The Democrats may have New Jersey locked up, except in the very unlikely case of a Bush landslide, but the Republicans can squeeze some advantage out of the messy McGreevey matter in some of the key battleground states. Here’s how. As of now, it appears that there will be referenda in ten states on the subject of gay marriage, held simultaneously with the November presidential election: Arkansas, Georgia, Kentucky, Ohio, Oklahoma, Oregon, Mississippi, Montana, North Dakota, and Utah. You’ll notice that this includes the swing states of Arkansas, Ohio, and Oregon. Missouri has already had its referendum on primary day on August 3, and the results were stunningly one-sided: 71 percent in favor of keeping marriage between a man and a woman, only 29 percent in favor of permitting same-gender marriage.

We’ll bet the referenda pass everywhere, even in liberal states, and by large margins in most places. This helps George W. Bush. For one thing, it stimulates gigantic turnouts by conservative Christians, who overwhelmingly favor Bush’s reelection–and whose absence from the polls in large numbers may have cost Bush the popular vote in 2000. (Gays will also have record voter turnouts, but the numbers aren’t there in most states to match the increased conservative participation.) Second, this hot-button social issue has the potential to equal the emotion being generated by Iraq. Just as Kerry benefits from the anti-Iraq fervor, so too will Bush profit from the gay marriage issue.
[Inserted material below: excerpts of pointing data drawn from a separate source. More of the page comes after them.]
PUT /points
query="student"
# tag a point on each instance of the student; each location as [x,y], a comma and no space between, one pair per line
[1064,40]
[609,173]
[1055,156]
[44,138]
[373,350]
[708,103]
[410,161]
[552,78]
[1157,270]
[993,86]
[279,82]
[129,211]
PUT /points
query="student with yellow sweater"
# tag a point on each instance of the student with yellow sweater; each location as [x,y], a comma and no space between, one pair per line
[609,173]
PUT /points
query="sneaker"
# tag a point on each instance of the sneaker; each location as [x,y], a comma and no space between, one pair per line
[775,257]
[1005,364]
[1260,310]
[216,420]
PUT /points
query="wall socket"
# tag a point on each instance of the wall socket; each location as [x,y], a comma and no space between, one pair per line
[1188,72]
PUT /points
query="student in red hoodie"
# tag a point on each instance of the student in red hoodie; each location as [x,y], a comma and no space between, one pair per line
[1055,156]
Of course, it’s true that Kerry also is opposed togay marriage, but most voters know that gay and lesbian groups are fundamental constituencies of the Democratic party, that Kerry is from Massachusetts where the current gay marriage controversy began, and that Kerry’s nineteen year Senate voting record is strongly pro-gay rights. Gay marriage is but the symbolic cover issue that wraps around the gay rights issue cluster; rightly or wrongly, most voters think that the march towards gay equality is progressing too rapidly and comprehensively, pushed by unelected judges and unbridled judicial power.

For a majority of voters, certainly, gay rights is not the alpha and omega of politics in 2004. As Cheryl Jacques, executive director of the Human Rights Campaign, commented in the New York Times on August 14, 2004, “[M]ost people don’t wake up in the morning thinking about gay and lesbian marriage or any gay issue. They wake up in the morning thinking about jobs and health care and the war in Iraq.” Still, for a sizeable segment of the voting population, gay rights and gay marriage rank highly on the list of salient issues. Gay marriage in particular is proving to be a prime motivator of the anti-Kerry, pro-Bush vote. This surprises most of the press and campaign corps, concentrated as they are in the liberal enclaves of Washington and New York. But it is a fact, and an increasingly vital aspect of this election year.

The Crystal Ball’s Assessment: Unintentionally, Jim McGreevey’s scandal has helped to raise the prominence of gay rights on the Campaign 2004 agenda across the nation. McGreevey has instantaneously become a well recognized albatross for the Democratic Party and John Kerry, and thus a plus for George W. Bush–playing into the ballot initiatives on gay marriage in crucial swing states. Oddly, then, McGreevey’s coming-out is proving to be a come-down for John Kerry.

Our overall conclusion is that Bush has received an unexpected break from the unlikeliest of places. At the same time, we continue to see Iraq, the war on terror, and the economy as issues of greater importance for most voters as they decide their presidential ballot. Thus, the New Jersey bombshell is no doubt a welcome development for Bush’s campaign managers, but the president needs some good luck where it counts more, economically and internationally, if he is to win a second term.